Narrator in verse, clear, lively, loose, Riccardo Balsamo-Crivelli ( Boccaccino , La fiaba di Calugino , etc.) had not undeserved a critical applause, which shows what fascination certainly gentle and delicate archaism has in Italy, in which he satisfies the traditional sense of form. And this is one of the reasons for the success of Sem Benelli’s plays too, dramatic dramas, but lacking in true vitality, which know of literature in inventions, in language, in verse. With these plays Benelli, who already had in Tignola attempting a subtle analysis of modern souls, he began to deal with that theater of poetry, historical, archaeological and mythological, which, as we have seen, had been initiated by D’Annunzio. But what the great artist had more or less happily accomplished was unsuccessful among his followers, who often loved to complicate historical representation and that type of theater with civil or patriotic interpretations and symbols, despite the nobility of intent and the vigor of ingenuity can be said to have now faded. Here it will suffice to recall, for example, the Square Furrow and the Judas by Federico Valerio Ratti, the Carlotta Corday and the Giulio Cesare d’Enrico Corradini, the dramas of the Risorgimento ( The young Italy , King Carlo Alberto , Garibaldi , etc.) and the Trilogy of the Round Table by Domenico Tumiati, Madame Rolland and Ginevra degli Almieri by Giovacchino Forzano, Tristano and Isotta by Ettore Moschino; The mocker by Nino Berrini. Aside from the Orione , the Glauco and the Belfagor by Ercole Luigi Morselli, singular for the melancholy of the idyll and for the effort, although not always successful, of symbolic depth.
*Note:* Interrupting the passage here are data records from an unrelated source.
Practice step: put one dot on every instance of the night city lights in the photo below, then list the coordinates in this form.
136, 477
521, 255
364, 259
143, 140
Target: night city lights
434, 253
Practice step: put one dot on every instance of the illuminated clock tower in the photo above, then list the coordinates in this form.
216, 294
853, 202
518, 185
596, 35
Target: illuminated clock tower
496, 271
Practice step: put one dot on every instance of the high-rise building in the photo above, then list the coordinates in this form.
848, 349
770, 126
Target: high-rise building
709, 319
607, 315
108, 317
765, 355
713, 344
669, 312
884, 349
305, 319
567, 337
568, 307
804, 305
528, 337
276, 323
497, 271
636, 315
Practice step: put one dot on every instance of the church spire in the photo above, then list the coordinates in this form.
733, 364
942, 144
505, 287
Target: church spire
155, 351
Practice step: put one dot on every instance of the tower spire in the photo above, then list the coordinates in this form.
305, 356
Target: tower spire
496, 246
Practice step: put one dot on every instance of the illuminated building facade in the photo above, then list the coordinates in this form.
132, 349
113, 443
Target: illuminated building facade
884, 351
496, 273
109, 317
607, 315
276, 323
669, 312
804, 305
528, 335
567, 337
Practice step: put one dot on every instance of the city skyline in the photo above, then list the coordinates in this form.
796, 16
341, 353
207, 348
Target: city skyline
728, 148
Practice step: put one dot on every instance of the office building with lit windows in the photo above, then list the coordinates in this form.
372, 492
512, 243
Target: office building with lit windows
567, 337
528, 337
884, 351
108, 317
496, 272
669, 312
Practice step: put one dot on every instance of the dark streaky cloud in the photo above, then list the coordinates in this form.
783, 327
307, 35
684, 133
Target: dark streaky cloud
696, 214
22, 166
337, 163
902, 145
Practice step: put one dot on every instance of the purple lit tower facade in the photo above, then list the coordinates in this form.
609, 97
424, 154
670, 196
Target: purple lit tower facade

According to Shoefrantics.com, the psychological, or rather, bourgeois drama, of which various developments and attitudes were already seen on the fall of the century, gave proof of tenacious and fruitful vitality. XIX and the opening of the new century. The refinement of a psychologist and a sense of humanity reveals Fausto Maria Martini, already mentioned among the narrators, in Giglio nero , in Ridi clown! and in the Flower under the eyes , while in The other Nanetta, tackling the problem of the influence of fiction on reality, also approaches that form of theater into which the bourgeois theater leads, denying itself, and which through the work and action of a great artist, Luigi Pirandello , managed to win the favor of the public. It is the theater of the grotesque, so named from the qualification given to his comedy The mask and the face (1916) by Luigi Chiarelli, who from paradoxical situations, carried out and scripted with singular skill, succeeds in a kind of grotesque satire of psychological theater, placing what is the practical reality of life in the face of attitudes, illusions, pretenses which are a fatal necessity of men. Around this type of theater are grouped, different for the genre of inventions and, of course, for the energy of representation, the plays of Pier Maria Rosso di San Secondo, also author of novels and short stories, which with Marionette , what a passion! (1918) gave the theater a work of singular vigor in the representation of a colorless world enslaved by passion; by Luigi Antonelli, Enrico Cavacchioli and some others.
In his rich production, which first was a very original narrator, and is now essentially a fortunate playwright, Pirandello struggles with the problem of the ever-elusive meaning of human life; and from the antithesis, studiously highlighted, between the naked essence of life and the appearances with which men must dress it, between what life is in its unknowable reality and what men must believe it to be, a humor leaps tragic exquisitely and inexorably expressed by art. It sometimes happens, yes in the narrative prose and yes in the plays of Pirandello, that the philosophical problem adds an importunate cerebralism to the art of the poet; but in general the vivid creativity of his imagination and, in the plays, his admirable skill in theatrical technique overcomes the abstruse logical complexities and offers the reader or spectator figures and scenes of living and true humanity. Perhaps nothing higher and more perfect offers Italian literature today than the art of Pirandello; but in the tormenting and melancholy cultural datum, which it dominates and often cancels in itself, the present condition of literature itself is reflected, undulating uncertainly between disparate inspirations and different experiences, almost waiting for the mighty writer for whose mouth, claimed the its independence also from foreign literature of the same age, as well as from the classics, may it tell the world a new word of its life.